At 1000Hz sampling (1ms intervals), it grabs per-thread stack traces. macOS and Windows snag both on-CPU and off-CPU samples, revealing lock contention or I/O waits. Linux sticks to on-CPU via perf events, missing off-CPU for now. Profiles stay local—disk and RAM—until you upload to share.firefox.dev. Example: profiling Mozilla’s dump_syms on macOS shows exact functions, line-level samples, and call trees. Double-click a function, and source code pops up.
Platform-Specific Setup
On Linux, perf demands privileges. Temporarily loosen with
echo -1 | sudo tee /proc/sys/kernel/perf_event_paranoid
for full access, or -1 for unprivileged sampling. Reboot resets it; for permanence, edit sysctl.conf. Without this, sampling fails—test it first.
Windows shines for system-wide profiling: samply record -a hits all processes. Symbols are key for readability. Chain servers like Microsoft’s (https://msdl.microsoft.com/download/symbols), Mozilla’s Breakpad (https://symbols.mozilla.org/try/), and Chromium’s. Full command:
samply record -a --windows-symbol-server https://msdl.microsoft.com/download/symbols --breakpad-symbol-server https://symbols.mozilla.org/try/ --windows-symbol-server https://chromium-browser-symsrv.commondatastorage.googleapis.com
Without symbols, stacks read like gibberish.
macOS runs smooth out-of-the-box, leveraging native sampling.

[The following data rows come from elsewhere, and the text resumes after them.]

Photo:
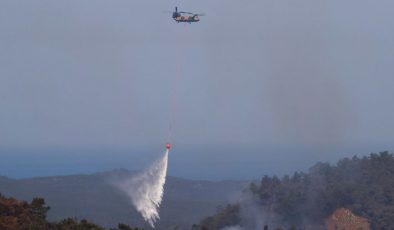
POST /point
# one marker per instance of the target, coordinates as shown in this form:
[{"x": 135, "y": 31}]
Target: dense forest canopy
[
  {"x": 22, "y": 215},
  {"x": 364, "y": 185}
]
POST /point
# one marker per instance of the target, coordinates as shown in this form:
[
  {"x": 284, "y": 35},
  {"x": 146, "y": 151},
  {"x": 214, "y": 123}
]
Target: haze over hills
[{"x": 95, "y": 198}]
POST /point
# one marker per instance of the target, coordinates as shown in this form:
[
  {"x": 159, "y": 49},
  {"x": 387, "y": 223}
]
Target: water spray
[{"x": 146, "y": 189}]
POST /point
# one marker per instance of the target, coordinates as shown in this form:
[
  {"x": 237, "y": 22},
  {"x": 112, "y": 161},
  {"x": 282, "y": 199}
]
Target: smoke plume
[{"x": 146, "y": 189}]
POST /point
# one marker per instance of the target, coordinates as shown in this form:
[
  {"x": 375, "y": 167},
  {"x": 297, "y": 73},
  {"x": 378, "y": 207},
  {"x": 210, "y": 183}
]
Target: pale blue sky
[{"x": 252, "y": 74}]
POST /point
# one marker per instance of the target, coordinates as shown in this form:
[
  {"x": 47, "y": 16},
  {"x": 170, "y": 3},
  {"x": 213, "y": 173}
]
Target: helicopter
[{"x": 185, "y": 16}]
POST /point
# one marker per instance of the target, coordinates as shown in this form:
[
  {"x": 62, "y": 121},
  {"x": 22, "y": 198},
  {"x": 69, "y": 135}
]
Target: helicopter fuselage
[{"x": 189, "y": 19}]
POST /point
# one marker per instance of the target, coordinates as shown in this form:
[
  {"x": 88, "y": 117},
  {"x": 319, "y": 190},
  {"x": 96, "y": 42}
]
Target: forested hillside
[
  {"x": 94, "y": 197},
  {"x": 364, "y": 185},
  {"x": 22, "y": 215}
]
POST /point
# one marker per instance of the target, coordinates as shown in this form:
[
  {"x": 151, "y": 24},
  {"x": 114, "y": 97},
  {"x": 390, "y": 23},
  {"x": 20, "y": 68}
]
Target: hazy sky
[{"x": 104, "y": 74}]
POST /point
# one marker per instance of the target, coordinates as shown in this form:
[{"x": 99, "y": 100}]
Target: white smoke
[{"x": 146, "y": 189}]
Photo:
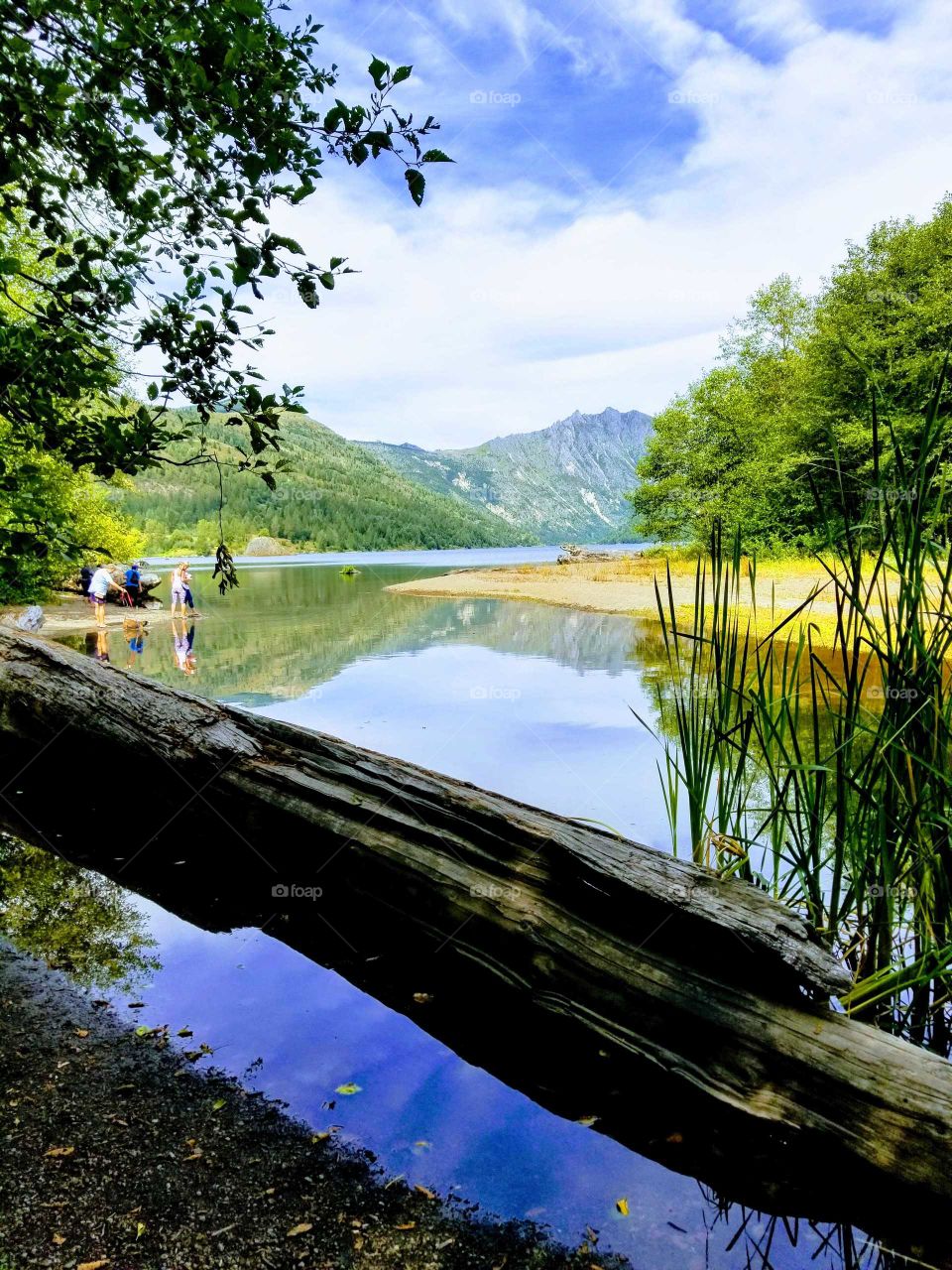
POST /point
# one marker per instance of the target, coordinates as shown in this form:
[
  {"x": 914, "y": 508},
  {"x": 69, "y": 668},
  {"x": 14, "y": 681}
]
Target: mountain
[
  {"x": 334, "y": 497},
  {"x": 563, "y": 483}
]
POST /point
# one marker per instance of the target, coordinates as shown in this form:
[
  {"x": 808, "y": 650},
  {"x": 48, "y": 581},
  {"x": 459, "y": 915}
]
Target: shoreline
[
  {"x": 627, "y": 588},
  {"x": 72, "y": 615},
  {"x": 121, "y": 1150}
]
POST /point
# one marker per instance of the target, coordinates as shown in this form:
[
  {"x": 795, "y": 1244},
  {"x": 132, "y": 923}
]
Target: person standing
[
  {"x": 99, "y": 587},
  {"x": 189, "y": 601},
  {"x": 134, "y": 584}
]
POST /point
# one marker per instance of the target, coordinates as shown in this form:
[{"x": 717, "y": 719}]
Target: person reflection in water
[
  {"x": 135, "y": 634},
  {"x": 182, "y": 643}
]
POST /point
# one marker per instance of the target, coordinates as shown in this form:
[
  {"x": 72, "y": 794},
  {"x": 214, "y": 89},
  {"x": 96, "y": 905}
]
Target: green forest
[
  {"x": 797, "y": 425},
  {"x": 330, "y": 495}
]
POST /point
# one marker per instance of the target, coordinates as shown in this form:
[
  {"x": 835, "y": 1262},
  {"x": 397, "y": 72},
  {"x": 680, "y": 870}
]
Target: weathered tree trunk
[{"x": 544, "y": 931}]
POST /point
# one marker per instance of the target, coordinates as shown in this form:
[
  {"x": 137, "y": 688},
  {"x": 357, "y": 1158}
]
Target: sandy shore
[{"x": 627, "y": 585}]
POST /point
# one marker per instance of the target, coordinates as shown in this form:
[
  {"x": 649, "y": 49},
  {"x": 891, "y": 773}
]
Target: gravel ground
[{"x": 119, "y": 1153}]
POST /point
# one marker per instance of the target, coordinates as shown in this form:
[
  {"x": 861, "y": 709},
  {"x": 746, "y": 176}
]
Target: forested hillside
[
  {"x": 334, "y": 495},
  {"x": 566, "y": 481}
]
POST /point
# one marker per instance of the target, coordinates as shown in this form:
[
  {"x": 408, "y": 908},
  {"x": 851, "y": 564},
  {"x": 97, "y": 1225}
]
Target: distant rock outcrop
[{"x": 563, "y": 481}]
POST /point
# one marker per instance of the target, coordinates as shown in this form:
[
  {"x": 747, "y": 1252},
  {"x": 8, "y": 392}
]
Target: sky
[{"x": 627, "y": 173}]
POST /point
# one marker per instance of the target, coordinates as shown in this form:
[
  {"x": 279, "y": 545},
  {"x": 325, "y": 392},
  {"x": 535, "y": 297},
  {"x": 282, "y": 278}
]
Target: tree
[
  {"x": 51, "y": 517},
  {"x": 144, "y": 150},
  {"x": 726, "y": 449},
  {"x": 884, "y": 326}
]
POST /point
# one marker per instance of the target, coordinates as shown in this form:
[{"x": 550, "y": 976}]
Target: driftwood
[{"x": 592, "y": 971}]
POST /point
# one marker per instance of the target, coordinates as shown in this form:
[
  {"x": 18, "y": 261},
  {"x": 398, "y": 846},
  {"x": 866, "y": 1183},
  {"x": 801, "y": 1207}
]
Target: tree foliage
[
  {"x": 778, "y": 437},
  {"x": 144, "y": 151},
  {"x": 726, "y": 448}
]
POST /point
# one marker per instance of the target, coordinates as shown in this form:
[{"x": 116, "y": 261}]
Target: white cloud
[{"x": 502, "y": 309}]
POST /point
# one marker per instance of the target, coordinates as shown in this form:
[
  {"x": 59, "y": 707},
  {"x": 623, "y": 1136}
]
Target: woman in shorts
[{"x": 179, "y": 587}]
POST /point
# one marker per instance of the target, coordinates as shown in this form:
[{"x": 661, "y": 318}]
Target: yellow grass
[{"x": 627, "y": 585}]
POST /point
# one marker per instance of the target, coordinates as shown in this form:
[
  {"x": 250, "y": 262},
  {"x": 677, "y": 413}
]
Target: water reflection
[
  {"x": 529, "y": 699},
  {"x": 431, "y": 1116}
]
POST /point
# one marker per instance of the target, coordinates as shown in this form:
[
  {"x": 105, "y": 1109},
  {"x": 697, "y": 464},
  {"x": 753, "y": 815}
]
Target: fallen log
[{"x": 633, "y": 961}]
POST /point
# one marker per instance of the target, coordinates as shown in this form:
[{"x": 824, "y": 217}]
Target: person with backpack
[{"x": 134, "y": 584}]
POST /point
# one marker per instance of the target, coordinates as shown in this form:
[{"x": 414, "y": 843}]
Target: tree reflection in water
[
  {"x": 71, "y": 919},
  {"x": 757, "y": 1238}
]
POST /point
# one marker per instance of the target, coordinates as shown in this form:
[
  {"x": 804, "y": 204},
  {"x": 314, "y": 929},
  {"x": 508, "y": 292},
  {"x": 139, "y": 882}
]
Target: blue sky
[{"x": 627, "y": 173}]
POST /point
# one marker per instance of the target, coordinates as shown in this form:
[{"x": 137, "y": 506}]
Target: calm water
[{"x": 529, "y": 699}]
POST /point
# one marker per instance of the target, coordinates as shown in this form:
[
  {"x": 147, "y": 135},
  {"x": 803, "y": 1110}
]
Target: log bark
[{"x": 643, "y": 968}]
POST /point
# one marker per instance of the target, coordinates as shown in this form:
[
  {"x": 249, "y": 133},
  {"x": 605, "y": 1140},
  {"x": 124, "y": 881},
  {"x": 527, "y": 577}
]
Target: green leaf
[
  {"x": 416, "y": 183},
  {"x": 379, "y": 71}
]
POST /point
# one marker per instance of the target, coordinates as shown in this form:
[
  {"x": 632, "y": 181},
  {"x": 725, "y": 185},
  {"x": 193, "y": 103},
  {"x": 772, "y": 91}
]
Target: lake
[{"x": 536, "y": 702}]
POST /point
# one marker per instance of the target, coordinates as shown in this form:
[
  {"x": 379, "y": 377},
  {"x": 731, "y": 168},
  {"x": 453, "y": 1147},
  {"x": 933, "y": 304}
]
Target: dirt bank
[{"x": 118, "y": 1153}]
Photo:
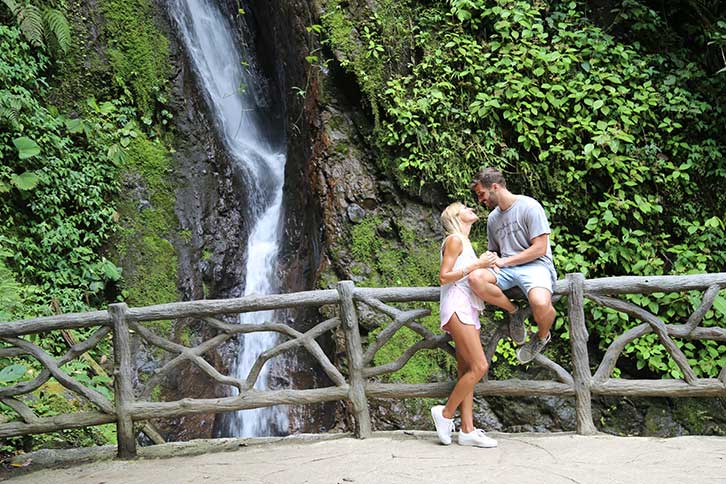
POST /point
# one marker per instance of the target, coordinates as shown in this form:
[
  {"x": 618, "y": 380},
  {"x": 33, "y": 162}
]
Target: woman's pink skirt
[{"x": 457, "y": 301}]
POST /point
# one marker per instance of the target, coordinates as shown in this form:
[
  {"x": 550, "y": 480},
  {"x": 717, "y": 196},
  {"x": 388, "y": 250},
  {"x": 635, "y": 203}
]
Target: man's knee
[
  {"x": 481, "y": 277},
  {"x": 539, "y": 298}
]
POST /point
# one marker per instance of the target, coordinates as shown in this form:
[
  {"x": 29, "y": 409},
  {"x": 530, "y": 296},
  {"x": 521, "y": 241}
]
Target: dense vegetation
[
  {"x": 74, "y": 127},
  {"x": 613, "y": 119}
]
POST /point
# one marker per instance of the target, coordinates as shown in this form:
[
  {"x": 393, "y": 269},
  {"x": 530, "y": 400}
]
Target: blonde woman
[{"x": 460, "y": 308}]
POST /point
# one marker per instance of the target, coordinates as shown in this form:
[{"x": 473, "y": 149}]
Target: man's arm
[{"x": 534, "y": 251}]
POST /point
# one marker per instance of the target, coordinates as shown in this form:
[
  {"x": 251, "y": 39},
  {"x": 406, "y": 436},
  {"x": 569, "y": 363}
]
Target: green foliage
[
  {"x": 138, "y": 53},
  {"x": 142, "y": 246},
  {"x": 58, "y": 180},
  {"x": 622, "y": 142},
  {"x": 42, "y": 26}
]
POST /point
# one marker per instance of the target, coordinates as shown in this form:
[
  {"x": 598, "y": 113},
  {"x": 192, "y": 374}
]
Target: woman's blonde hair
[{"x": 450, "y": 218}]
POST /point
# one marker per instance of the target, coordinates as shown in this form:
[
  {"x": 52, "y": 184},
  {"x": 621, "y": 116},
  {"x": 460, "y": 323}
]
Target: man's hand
[
  {"x": 500, "y": 262},
  {"x": 487, "y": 259}
]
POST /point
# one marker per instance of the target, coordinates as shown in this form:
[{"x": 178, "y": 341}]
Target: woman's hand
[{"x": 487, "y": 259}]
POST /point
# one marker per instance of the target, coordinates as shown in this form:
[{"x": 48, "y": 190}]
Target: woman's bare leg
[{"x": 469, "y": 352}]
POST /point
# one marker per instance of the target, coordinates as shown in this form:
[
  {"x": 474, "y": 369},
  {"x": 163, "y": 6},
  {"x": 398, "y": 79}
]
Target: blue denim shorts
[{"x": 527, "y": 276}]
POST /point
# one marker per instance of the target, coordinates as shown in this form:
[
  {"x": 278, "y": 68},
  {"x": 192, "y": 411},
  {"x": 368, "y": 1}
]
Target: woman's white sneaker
[
  {"x": 444, "y": 426},
  {"x": 476, "y": 438}
]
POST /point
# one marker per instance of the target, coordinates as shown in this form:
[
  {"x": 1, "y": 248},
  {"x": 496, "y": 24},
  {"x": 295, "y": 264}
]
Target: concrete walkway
[{"x": 416, "y": 457}]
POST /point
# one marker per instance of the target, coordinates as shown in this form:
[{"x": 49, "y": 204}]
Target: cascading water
[{"x": 235, "y": 92}]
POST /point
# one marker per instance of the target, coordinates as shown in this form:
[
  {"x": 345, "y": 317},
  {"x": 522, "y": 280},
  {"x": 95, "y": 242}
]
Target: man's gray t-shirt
[{"x": 512, "y": 230}]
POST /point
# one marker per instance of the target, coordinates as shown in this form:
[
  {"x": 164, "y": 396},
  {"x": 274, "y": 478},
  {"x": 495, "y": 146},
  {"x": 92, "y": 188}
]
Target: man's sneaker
[
  {"x": 517, "y": 331},
  {"x": 477, "y": 438},
  {"x": 526, "y": 353},
  {"x": 444, "y": 426}
]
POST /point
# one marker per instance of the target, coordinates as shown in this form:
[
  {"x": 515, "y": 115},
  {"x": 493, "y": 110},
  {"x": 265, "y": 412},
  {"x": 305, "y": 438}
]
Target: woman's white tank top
[{"x": 467, "y": 257}]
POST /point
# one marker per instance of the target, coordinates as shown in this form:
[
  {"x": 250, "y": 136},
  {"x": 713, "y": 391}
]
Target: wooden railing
[{"x": 134, "y": 405}]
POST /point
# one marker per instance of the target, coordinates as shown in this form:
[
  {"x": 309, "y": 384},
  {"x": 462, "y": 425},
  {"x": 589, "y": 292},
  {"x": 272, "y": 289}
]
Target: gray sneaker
[
  {"x": 517, "y": 331},
  {"x": 526, "y": 353}
]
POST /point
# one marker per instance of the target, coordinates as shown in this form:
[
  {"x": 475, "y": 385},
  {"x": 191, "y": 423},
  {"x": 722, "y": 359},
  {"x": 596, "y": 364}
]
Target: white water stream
[{"x": 233, "y": 90}]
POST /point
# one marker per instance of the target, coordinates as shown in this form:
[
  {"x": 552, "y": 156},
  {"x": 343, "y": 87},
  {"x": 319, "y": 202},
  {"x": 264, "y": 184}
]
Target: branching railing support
[
  {"x": 360, "y": 382},
  {"x": 580, "y": 358},
  {"x": 357, "y": 392},
  {"x": 122, "y": 381}
]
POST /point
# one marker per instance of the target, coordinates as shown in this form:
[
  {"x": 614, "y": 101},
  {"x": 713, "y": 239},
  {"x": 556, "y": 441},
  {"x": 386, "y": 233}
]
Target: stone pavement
[{"x": 414, "y": 457}]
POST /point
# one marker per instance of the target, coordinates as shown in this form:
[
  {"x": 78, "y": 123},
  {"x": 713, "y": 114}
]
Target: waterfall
[{"x": 236, "y": 95}]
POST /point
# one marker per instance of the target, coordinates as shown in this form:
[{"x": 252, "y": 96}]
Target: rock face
[{"x": 332, "y": 183}]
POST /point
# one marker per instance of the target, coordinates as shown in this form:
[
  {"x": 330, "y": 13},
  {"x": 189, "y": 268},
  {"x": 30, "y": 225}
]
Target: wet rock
[{"x": 356, "y": 213}]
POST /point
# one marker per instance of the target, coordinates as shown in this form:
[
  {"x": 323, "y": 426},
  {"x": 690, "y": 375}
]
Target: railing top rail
[
  {"x": 651, "y": 284},
  {"x": 211, "y": 307}
]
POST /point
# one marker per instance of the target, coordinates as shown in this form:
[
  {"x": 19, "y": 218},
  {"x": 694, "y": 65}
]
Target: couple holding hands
[{"x": 519, "y": 254}]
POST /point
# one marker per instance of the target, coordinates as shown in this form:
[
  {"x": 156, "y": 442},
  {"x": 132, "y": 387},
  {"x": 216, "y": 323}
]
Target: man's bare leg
[
  {"x": 484, "y": 285},
  {"x": 540, "y": 300}
]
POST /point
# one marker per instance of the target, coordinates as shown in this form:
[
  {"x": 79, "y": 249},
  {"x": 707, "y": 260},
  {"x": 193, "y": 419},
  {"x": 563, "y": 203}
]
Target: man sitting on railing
[{"x": 518, "y": 231}]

All platforms spawn your app as a subprocess, so no source rebuilds needed.
Installation and Reliability
Grab prebuilts via scripts—fastest for testing:
# macOS/Linux
curl --proto '=https' --tlsv1.2 -LsSf https://github.com/mstange/samply/releases/download/samply-v0.13.1/samply-installer.sh | sh
# Windows
powershell -ExecutionPolicy Bypass -c "irm https://github.com/mstange/samply/releases/download/samply-v0.13.1/samply-installer.ps1 | iex"
Rust users: cargo install --locked samply. Or clone https://github.com/mstange/samply, cargo build --release. Version 0.13.1 is current; check GitHub for updates. It’s single-binary, no deps beyond perf on Linux.
Skeptical take: samply isn’t revolutionary—it’s a thin wrapper on proven tech (perf, Apple’s sampler, ETW). But it unifies them under Firefox Profiler, which crushes clunky natives like Instruments or VTune in usability. Flame graphs beat tables; shareable links beat screenshots. Limitations? Linux off-CPU absence hurts kernel-heavy workloads. Symbols hunt adds friction on Windows. Still, for user-space CLI apps—scripts, servers, crypto tools—it’s a no-brainer. In finance/crypto, where 1ms latency swings profits, quick profiling spots leaks before they cost you.
Why this matters now: As Rust grows in perf-critical code (e.g., Solana validators, DeFi engines), samply’s cargo integration fits perfectly. Pair with flamegraph tools or cargo-flamegraph for deeper dives. Test it on your hot loop; the first profile often reveals 20-50% gains hiding in allocations or syscalls. Open-source under MPL 2.0, maintained by Mozilla’s Marcel Sanchez—solid backing, low risk.